Cultured microglial cells were exposed to Aβ. The culture medium was assayed for levels of D-serine by HPLC and for effects on calcium and survival on primary cultures of rat hippocampal neurons. Microglial cell lysates were examined for the levels of mRNA and protein for serine racemase, the enzyme that forms D-serine from L-serine. The racemase mRNA was also assayed in Alzheimer hippocampus and age-matched controls. A microglial cell line was transfected with a luciferase reporter construct driven by the putative regulatory region of human serine racemase.

Results

Conditioned medium from Aβ-treated microglia contained elevated levels of D-serine. Bioassays of hippocampal neurons with the microglia-conditioned medium indicated that Aβ elevated a NMDA receptor agonist that was sensitive to an antagonist of the D-serine/glycine site (5,7-dicholorokynurenic acid; DCKA) and to enzymatic degradation of D-amino acids by D-amino acid oxidase (DAAOx). In the microglia, Aβ elevated steady-state levels of dimeric serine racemase, the apparent active form of the enzyme.

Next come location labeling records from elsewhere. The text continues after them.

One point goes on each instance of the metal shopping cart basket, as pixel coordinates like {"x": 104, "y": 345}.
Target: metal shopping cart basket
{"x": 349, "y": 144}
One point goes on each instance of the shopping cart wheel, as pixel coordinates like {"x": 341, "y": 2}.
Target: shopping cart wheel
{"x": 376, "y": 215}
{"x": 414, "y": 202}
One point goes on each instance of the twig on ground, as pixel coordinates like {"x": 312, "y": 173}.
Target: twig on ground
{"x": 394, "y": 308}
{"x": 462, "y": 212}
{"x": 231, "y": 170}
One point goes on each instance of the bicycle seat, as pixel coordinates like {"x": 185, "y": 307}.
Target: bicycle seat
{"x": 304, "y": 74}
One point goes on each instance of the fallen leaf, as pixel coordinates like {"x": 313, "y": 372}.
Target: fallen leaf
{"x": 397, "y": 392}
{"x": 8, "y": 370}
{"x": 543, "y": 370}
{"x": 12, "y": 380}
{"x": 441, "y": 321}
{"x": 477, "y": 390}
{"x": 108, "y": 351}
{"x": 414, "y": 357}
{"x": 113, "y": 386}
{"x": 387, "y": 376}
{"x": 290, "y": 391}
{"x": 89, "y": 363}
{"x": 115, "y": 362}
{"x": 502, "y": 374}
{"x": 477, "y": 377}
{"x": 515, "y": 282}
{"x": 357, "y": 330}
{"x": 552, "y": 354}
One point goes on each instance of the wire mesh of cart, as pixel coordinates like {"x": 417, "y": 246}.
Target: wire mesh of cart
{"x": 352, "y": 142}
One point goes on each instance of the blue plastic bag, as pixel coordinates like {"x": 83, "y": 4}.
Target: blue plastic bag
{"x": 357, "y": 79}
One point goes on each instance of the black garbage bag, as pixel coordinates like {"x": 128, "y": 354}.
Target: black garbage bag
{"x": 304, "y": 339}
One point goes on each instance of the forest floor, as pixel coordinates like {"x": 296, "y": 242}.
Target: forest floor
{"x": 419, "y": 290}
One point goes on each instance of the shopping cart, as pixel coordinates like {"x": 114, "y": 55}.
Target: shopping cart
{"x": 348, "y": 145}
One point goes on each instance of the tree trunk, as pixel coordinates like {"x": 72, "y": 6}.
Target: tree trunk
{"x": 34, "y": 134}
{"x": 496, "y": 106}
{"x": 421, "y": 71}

Promoter-reporter and mRNA analyses suggest that serine racemase is transcriptionally induced by Aβ. Finally, the levels of serine racemase mRNA were elevated in Alzheimer's disease hippocampus, relative to age-matched controls.

Conclusions

These data suggest that Aβ could contribute to neurodegeneration through stimulating microglia to release cooperative excitatory amino acids, including D-serine.